What Agentic AI means for the future of finance
As institutions invest in AI for financial services, the demand is no longer for tools that talk, but for systems that think and do. The appeal of agentic AI lies in its ability to combine computational muscle with a human-like sense of context.
In the years ahead, expect to see agentic AI embedded across every layer of financial operations. Advisors will use it to model outcomes and recommend bespoke strategies. Clients will benefit from highly individualized support that evolves with their financial journeys. Regulators and compliance teams will rely on autonomous systems that flag irregularities and track audit trails in real time.

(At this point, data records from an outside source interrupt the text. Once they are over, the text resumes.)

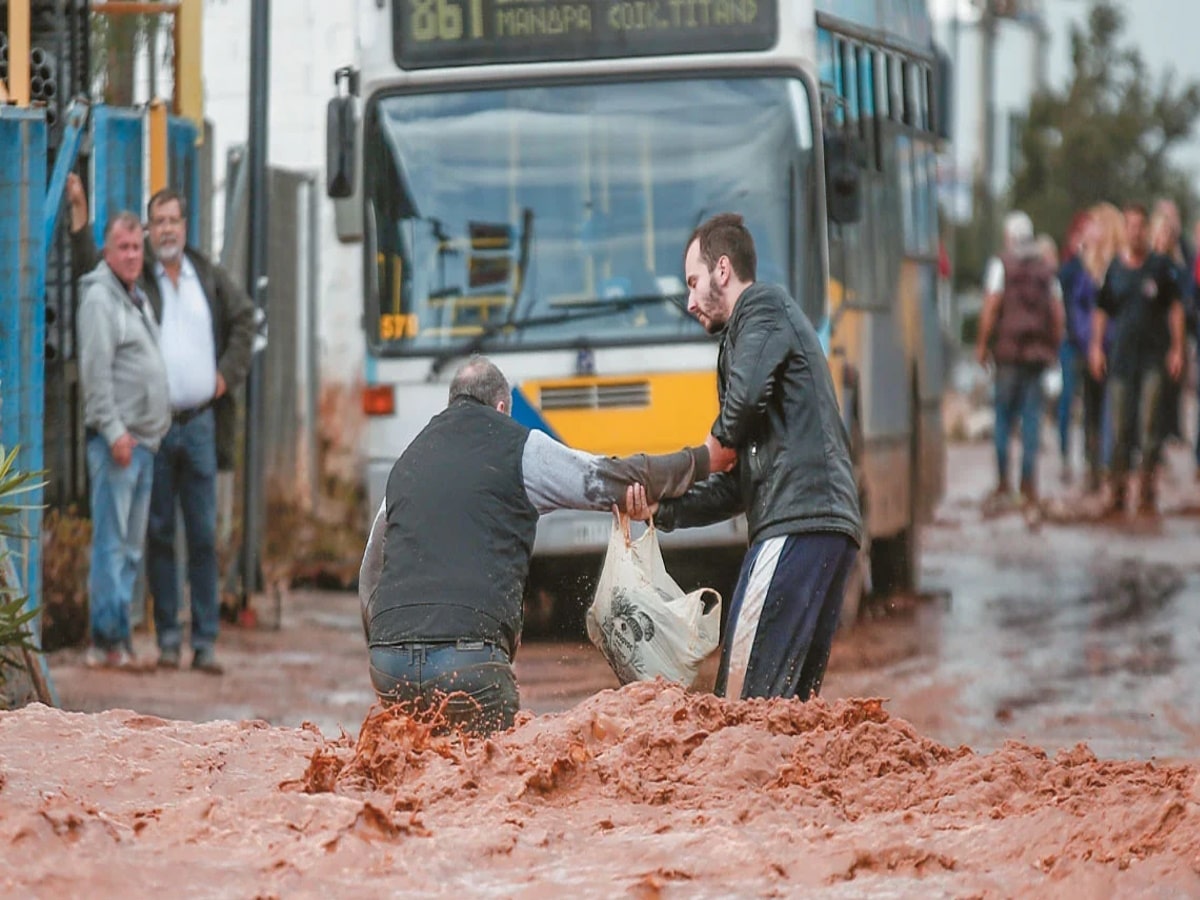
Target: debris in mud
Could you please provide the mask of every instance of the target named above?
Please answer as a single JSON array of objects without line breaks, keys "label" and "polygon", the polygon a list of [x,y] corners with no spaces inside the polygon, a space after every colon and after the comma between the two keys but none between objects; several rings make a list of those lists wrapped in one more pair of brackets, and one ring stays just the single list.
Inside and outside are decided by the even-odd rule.
[{"label": "debris in mud", "polygon": [[439,736],[395,710],[360,732],[2,713],[0,846],[19,852],[0,854],[0,892],[1200,889],[1195,764],[1015,742],[980,755],[923,737],[881,700],[638,683],[492,738]]},{"label": "debris in mud", "polygon": [[1084,602],[1096,610],[1097,628],[1148,619],[1182,590],[1183,574],[1171,565],[1122,559],[1096,572],[1096,588]]}]

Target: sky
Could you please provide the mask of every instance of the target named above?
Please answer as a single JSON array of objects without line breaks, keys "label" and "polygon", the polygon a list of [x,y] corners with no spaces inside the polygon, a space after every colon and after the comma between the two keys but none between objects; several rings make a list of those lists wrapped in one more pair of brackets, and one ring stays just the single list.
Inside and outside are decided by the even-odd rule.
[{"label": "sky", "polygon": [[[948,18],[958,4],[962,18],[974,18],[971,0],[931,0],[935,17]],[[1174,77],[1200,82],[1200,0],[1123,0],[1126,13],[1122,46],[1133,44],[1156,79]],[[1050,31],[1046,73],[1052,86],[1070,76],[1070,25],[1086,22],[1091,0],[1042,0]],[[1200,184],[1200,124],[1189,145],[1177,156]]]}]

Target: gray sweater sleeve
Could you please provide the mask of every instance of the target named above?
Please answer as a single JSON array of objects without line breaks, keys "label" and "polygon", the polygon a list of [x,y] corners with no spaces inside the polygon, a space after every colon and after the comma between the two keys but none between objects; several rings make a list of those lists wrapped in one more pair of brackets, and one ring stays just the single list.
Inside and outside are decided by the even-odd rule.
[{"label": "gray sweater sleeve", "polygon": [[538,512],[556,509],[624,509],[625,488],[646,486],[652,503],[679,497],[708,476],[708,451],[703,446],[652,456],[596,456],[572,450],[541,431],[529,432],[521,458],[526,493]]},{"label": "gray sweater sleeve", "polygon": [[79,384],[83,386],[84,421],[98,431],[108,445],[127,428],[116,410],[113,392],[113,356],[116,335],[102,284],[88,287],[79,304],[76,324],[79,334]]},{"label": "gray sweater sleeve", "polygon": [[362,564],[359,566],[359,605],[362,607],[362,634],[371,640],[367,631],[367,607],[371,605],[371,595],[379,587],[379,576],[383,575],[383,538],[388,530],[388,502],[379,504],[374,522],[371,524],[371,534],[367,535],[367,547],[362,552]]}]

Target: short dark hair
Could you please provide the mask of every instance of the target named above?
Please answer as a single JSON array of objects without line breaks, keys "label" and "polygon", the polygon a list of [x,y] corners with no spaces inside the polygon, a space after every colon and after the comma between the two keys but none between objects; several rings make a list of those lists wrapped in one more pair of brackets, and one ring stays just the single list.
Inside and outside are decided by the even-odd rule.
[{"label": "short dark hair", "polygon": [[502,400],[508,403],[512,396],[509,379],[487,356],[472,356],[458,367],[450,380],[450,402],[470,397],[490,407]]},{"label": "short dark hair", "polygon": [[112,236],[113,232],[118,228],[125,228],[126,230],[137,229],[142,230],[142,220],[138,218],[137,212],[131,212],[127,209],[122,209],[120,212],[115,214],[108,220],[108,224],[104,226],[104,244],[108,244],[108,239]]},{"label": "short dark hair", "polygon": [[146,220],[154,218],[155,206],[170,203],[172,200],[179,204],[179,215],[184,217],[184,221],[187,221],[187,200],[184,199],[184,194],[173,187],[163,187],[154,192],[150,203],[146,204]]},{"label": "short dark hair", "polygon": [[718,212],[700,224],[688,239],[684,256],[695,241],[700,241],[700,258],[704,260],[709,271],[716,265],[718,259],[728,257],[738,280],[751,282],[757,276],[758,254],[754,248],[754,238],[746,228],[745,220],[737,212]]}]

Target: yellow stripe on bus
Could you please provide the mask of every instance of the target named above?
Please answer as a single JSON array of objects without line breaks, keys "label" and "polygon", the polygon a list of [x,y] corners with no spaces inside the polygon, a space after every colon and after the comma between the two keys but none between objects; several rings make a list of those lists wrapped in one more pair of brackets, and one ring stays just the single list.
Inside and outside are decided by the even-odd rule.
[{"label": "yellow stripe on bus", "polygon": [[[643,404],[604,407],[604,389],[646,386],[648,401]],[[716,419],[716,372],[659,372],[653,374],[581,376],[577,378],[542,379],[521,385],[526,397],[541,413],[542,419],[570,446],[605,456],[630,454],[672,452],[683,446],[700,444],[708,436]],[[569,408],[544,406],[544,392],[577,391],[596,388],[599,403],[593,398]],[[560,401],[562,402],[562,401]]]}]

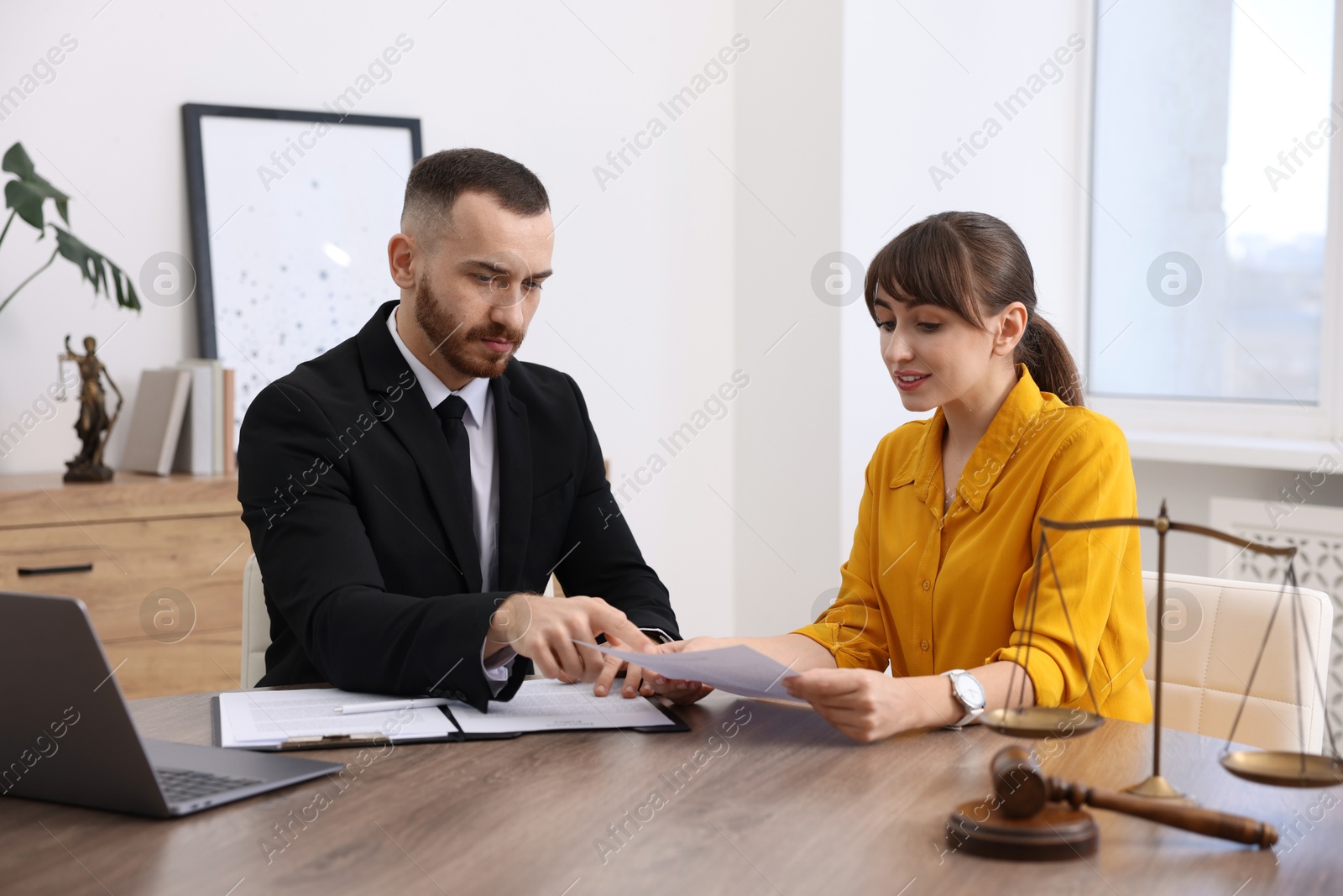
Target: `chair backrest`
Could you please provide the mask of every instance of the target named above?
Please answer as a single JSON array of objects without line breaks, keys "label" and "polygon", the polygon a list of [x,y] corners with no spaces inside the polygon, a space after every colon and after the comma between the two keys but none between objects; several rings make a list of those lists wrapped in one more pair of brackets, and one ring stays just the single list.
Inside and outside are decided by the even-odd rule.
[{"label": "chair backrest", "polygon": [[247,557],[243,570],[243,661],[238,680],[244,690],[251,690],[266,674],[266,647],[270,646],[270,614],[266,611],[266,591],[261,582],[257,555]]},{"label": "chair backrest", "polygon": [[[1323,591],[1300,590],[1307,637],[1296,645],[1293,657],[1291,591],[1283,592],[1283,604],[1273,617],[1280,592],[1281,584],[1166,574],[1164,727],[1226,739],[1272,617],[1273,631],[1236,740],[1262,750],[1320,752],[1326,707],[1316,682],[1326,681],[1328,670],[1334,604]],[[1143,594],[1152,637],[1143,673],[1148,688],[1154,688],[1155,572],[1143,571]]]}]

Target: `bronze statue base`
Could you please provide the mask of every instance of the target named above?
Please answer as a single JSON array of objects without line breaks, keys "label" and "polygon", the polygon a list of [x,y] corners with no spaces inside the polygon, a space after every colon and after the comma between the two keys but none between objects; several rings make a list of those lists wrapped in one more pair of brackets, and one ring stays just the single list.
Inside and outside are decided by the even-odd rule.
[{"label": "bronze statue base", "polygon": [[62,477],[64,482],[110,482],[113,477],[113,470],[110,466],[83,466],[74,467],[66,463],[68,467],[66,474]]}]

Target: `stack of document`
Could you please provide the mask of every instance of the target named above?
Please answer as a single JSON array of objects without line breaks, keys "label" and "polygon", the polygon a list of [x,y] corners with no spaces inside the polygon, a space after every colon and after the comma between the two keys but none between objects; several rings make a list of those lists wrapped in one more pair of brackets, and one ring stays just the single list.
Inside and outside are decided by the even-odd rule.
[{"label": "stack of document", "polygon": [[337,713],[336,707],[387,700],[385,695],[336,688],[234,690],[219,695],[219,746],[275,748],[324,739],[449,740],[457,732],[436,707]]},{"label": "stack of document", "polygon": [[[398,708],[352,712],[368,703]],[[500,737],[528,731],[639,728],[684,731],[685,723],[646,697],[592,693],[592,685],[524,681],[513,699],[490,703],[483,713],[457,700],[408,699],[352,693],[336,688],[235,690],[219,695],[218,746],[244,750],[304,750],[367,743],[428,743]],[[345,712],[337,712],[336,708]]]}]

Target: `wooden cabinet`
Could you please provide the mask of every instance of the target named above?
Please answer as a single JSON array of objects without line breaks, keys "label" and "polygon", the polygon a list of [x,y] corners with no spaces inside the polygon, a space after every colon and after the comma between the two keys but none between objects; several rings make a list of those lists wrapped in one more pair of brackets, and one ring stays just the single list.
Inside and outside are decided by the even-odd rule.
[{"label": "wooden cabinet", "polygon": [[235,477],[0,477],[0,590],[83,600],[128,699],[234,689],[251,553],[240,512]]}]

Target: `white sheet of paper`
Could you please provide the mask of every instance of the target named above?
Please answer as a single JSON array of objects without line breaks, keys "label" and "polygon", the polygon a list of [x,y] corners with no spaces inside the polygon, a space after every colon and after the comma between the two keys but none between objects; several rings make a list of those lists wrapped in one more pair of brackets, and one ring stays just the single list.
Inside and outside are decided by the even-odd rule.
[{"label": "white sheet of paper", "polygon": [[802,703],[783,686],[783,677],[790,673],[788,668],[745,645],[692,653],[635,653],[576,638],[573,643],[595,647],[667,678],[702,681],[710,688],[743,697],[772,697]]},{"label": "white sheet of paper", "polygon": [[[219,743],[222,747],[261,747],[313,735],[391,732],[396,737],[445,737],[455,731],[451,720],[436,707],[348,716],[332,712],[333,707],[377,700],[389,697],[336,688],[226,692],[219,695]],[[408,717],[407,712],[411,713]]]},{"label": "white sheet of paper", "polygon": [[508,703],[492,700],[488,713],[457,700],[447,708],[469,735],[674,724],[646,697],[626,699],[619,690],[598,697],[591,684],[567,685],[561,681],[524,681]]}]

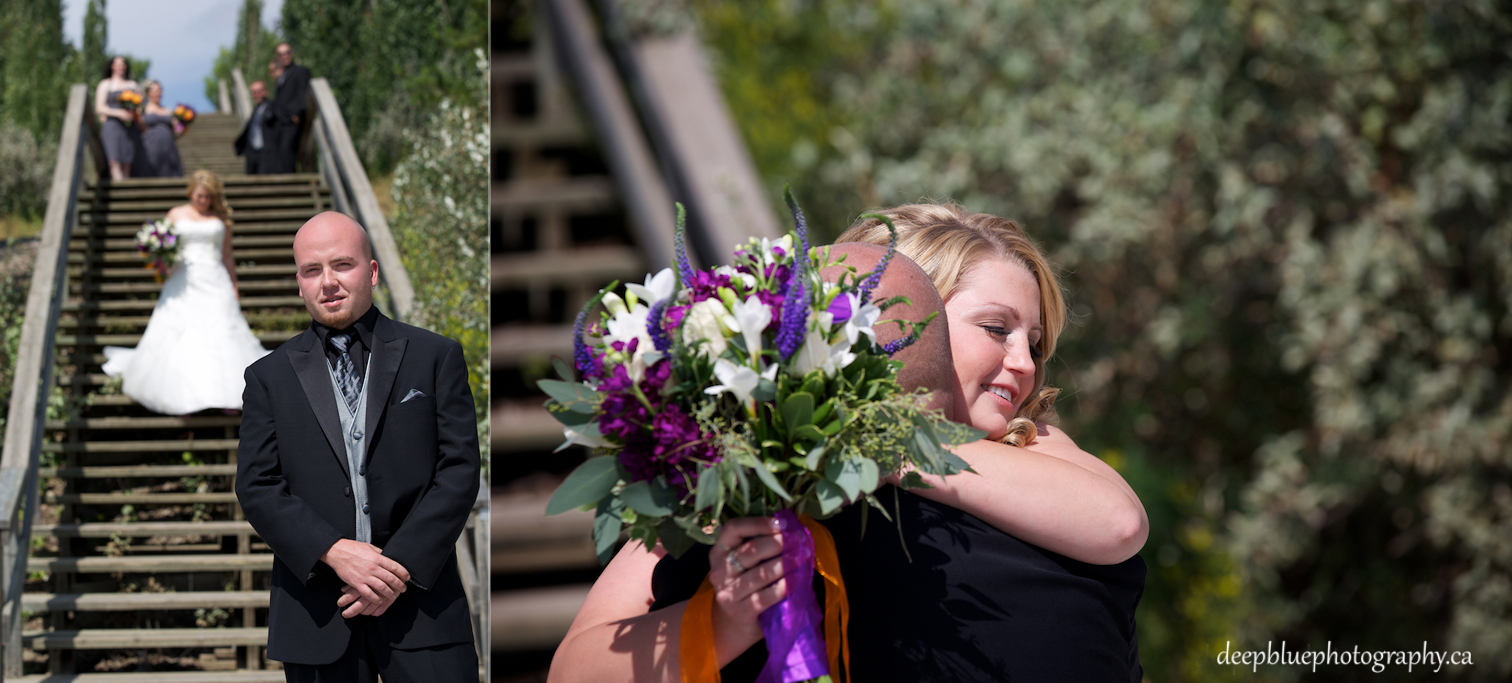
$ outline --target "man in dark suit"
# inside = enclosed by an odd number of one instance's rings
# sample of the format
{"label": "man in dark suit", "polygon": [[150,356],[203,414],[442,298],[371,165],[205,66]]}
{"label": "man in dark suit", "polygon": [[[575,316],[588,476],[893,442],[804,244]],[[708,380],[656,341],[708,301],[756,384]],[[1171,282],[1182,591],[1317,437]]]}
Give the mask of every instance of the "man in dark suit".
{"label": "man in dark suit", "polygon": [[246,125],[242,125],[242,134],[236,136],[236,156],[246,157],[246,175],[257,175],[263,172],[263,150],[268,148],[268,128],[263,125],[268,119],[269,103],[268,86],[260,80],[254,80],[248,88],[253,91],[253,115],[246,118]]}
{"label": "man in dark suit", "polygon": [[455,542],[479,487],[461,345],[384,317],[355,221],[293,242],[308,329],[246,369],[236,496],[274,550],[290,681],[476,681]]}
{"label": "man in dark suit", "polygon": [[268,112],[268,127],[272,130],[272,147],[268,153],[269,174],[292,174],[299,154],[299,125],[305,121],[305,104],[310,100],[310,70],[293,63],[293,48],[278,44],[274,59],[283,66],[274,91],[274,106]]}

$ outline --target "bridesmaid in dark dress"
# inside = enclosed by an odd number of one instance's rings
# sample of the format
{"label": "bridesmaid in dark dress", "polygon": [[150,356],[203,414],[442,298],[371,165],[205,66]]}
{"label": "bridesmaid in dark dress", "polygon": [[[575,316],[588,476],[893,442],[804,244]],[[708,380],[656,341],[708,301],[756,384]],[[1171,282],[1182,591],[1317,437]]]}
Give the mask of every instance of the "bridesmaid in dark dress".
{"label": "bridesmaid in dark dress", "polygon": [[[862,536],[865,505],[826,520],[851,606],[853,675],[1140,680],[1134,609],[1145,564],[1136,553],[1148,520],[1111,467],[1045,422],[1055,390],[1043,385],[1043,361],[1066,322],[1052,270],[1010,221],[956,206],[885,213],[898,227],[900,255],[924,269],[895,258],[877,296],[906,295],[918,304],[903,317],[933,308],[948,322],[948,337],[942,325],[940,337],[925,334],[900,354],[912,354],[906,372],[933,376],[907,384],[936,397],[950,387],[939,406],[992,440],[957,447],[980,476],[897,493],[901,538],[875,511]],[[878,227],[860,224],[841,237],[866,242],[842,246],[848,263],[865,270],[880,258]],[[878,493],[894,499],[888,487]],[[682,612],[708,576],[723,677],[753,680],[767,657],[754,615],[786,592],[779,552],[768,518],[732,520],[714,547],[679,561],[627,545],[588,594],[552,678],[677,680]]]}
{"label": "bridesmaid in dark dress", "polygon": [[142,150],[147,159],[139,163],[138,177],[181,178],[183,162],[178,160],[178,144],[174,142],[174,112],[163,107],[163,85],[147,82],[147,103],[142,113]]}
{"label": "bridesmaid in dark dress", "polygon": [[110,57],[104,66],[104,80],[95,86],[95,113],[100,116],[100,144],[104,147],[112,180],[132,175],[132,163],[141,147],[138,113],[121,107],[121,92],[125,91],[139,92],[132,80],[132,63],[121,56]]}

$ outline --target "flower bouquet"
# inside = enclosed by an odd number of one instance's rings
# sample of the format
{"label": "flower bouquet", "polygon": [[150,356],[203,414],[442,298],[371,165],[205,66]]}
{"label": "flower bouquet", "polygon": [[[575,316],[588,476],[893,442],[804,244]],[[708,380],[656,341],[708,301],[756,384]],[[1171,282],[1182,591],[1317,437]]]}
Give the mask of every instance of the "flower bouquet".
{"label": "flower bouquet", "polygon": [[[552,496],[547,514],[594,508],[600,561],[608,562],[621,530],[680,556],[696,542],[712,544],[730,518],[777,517],[791,594],[761,617],[771,653],[761,680],[792,681],[833,671],[844,638],[835,627],[847,607],[833,539],[813,518],[860,502],[888,515],[875,497],[885,476],[903,474],[909,488],[925,487],[919,471],[968,470],[947,446],[984,434],[925,409],[922,391],[898,384],[903,363],[891,355],[916,342],[933,316],[895,320],[907,334],[886,346],[875,340],[878,317],[907,302],[871,299],[894,246],[874,270],[850,267],[839,281],[824,281],[821,269],[844,263],[832,261],[829,248],[809,248],[791,193],[788,206],[795,233],[751,239],[730,266],[699,272],[683,248],[679,206],[676,269],[627,284],[623,295],[615,284],[599,292],[575,326],[581,381],[558,360],[562,379],[540,387],[564,425],[562,447],[594,450]],[[815,559],[830,586],[827,645],[809,586]],[[705,647],[689,648],[689,638],[706,638],[709,609],[706,580],[685,610],[685,671],[708,665],[691,660],[712,660],[689,651]],[[689,627],[700,610],[705,621]]]}
{"label": "flower bouquet", "polygon": [[194,122],[194,107],[189,104],[178,103],[174,106],[174,131],[183,134],[183,131],[189,128],[189,124]]}
{"label": "flower bouquet", "polygon": [[138,109],[142,109],[142,94],[136,91],[121,91],[121,94],[116,95],[115,101],[121,106],[121,109],[125,109],[127,112],[132,113],[136,113]]}
{"label": "flower bouquet", "polygon": [[178,230],[166,219],[144,222],[136,231],[136,252],[147,260],[142,267],[151,269],[153,280],[160,284],[178,260]]}

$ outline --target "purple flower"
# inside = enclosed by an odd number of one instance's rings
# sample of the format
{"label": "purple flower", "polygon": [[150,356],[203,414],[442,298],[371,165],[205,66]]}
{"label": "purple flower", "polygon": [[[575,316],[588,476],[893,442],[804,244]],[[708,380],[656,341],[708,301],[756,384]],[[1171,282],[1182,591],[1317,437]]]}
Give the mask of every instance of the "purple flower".
{"label": "purple flower", "polygon": [[795,261],[788,278],[788,296],[782,302],[782,322],[777,328],[777,357],[786,361],[803,346],[803,335],[809,329],[809,293],[807,269],[804,261]]}

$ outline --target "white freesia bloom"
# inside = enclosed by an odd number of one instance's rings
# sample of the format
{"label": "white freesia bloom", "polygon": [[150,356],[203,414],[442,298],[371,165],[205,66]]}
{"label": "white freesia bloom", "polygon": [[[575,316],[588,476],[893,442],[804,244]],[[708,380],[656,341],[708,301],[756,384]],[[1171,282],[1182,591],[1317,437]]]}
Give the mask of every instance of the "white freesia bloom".
{"label": "white freesia bloom", "polygon": [[646,284],[626,283],[624,289],[631,290],[641,301],[655,305],[673,295],[673,287],[677,284],[677,277],[673,275],[670,267],[664,267],[656,275],[646,275]]}
{"label": "white freesia bloom", "polygon": [[872,331],[871,326],[877,323],[878,317],[881,317],[881,308],[877,308],[871,302],[862,305],[860,298],[851,293],[844,293],[841,296],[850,302],[851,307],[851,317],[850,320],[845,320],[845,338],[854,345],[856,340],[865,334],[875,342],[877,332]]}
{"label": "white freesia bloom", "polygon": [[756,391],[756,385],[762,379],[777,378],[777,364],[773,363],[761,375],[745,366],[736,366],[726,358],[714,361],[714,376],[718,378],[720,384],[705,388],[703,393],[709,396],[718,396],[724,391],[735,394],[741,403],[750,400],[751,391]]}
{"label": "white freesia bloom", "polygon": [[751,296],[735,304],[735,323],[745,337],[745,352],[751,360],[761,355],[761,332],[771,323],[771,307]]}
{"label": "white freesia bloom", "polygon": [[700,340],[708,340],[699,349],[709,358],[718,358],[729,348],[724,329],[735,329],[735,316],[724,310],[720,299],[703,299],[688,307],[688,313],[682,319],[682,343],[692,346]]}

This isn’t science fiction—it’s already happening. Banks are piloting agentic frameworks to automate due diligence. Asset managers are using AI-powered research tools to scan global events and reprice portfolios instantly. Even insurers are experimenting with autonomous claims processing and dynamic policy management.
So, is chat really dead?
Not entirely. AI chat will remain a valuable gateway, a friendly front-end for users to access complex systems. But in the back office, in the decision layers, and in the strategy rooms, agentic AI is taking over.
The financial world doesn’t need more conversation. It needs clarity. It needs action. And agentic AI is uniquely equipped to provide both.
In this new chapter of AI in finance, we're not just replacing human tasks – we're elevating human potential. With next-generation AI tools at our side, we can make financial systems more personalized, more responsive, and ultimately more human than ever before.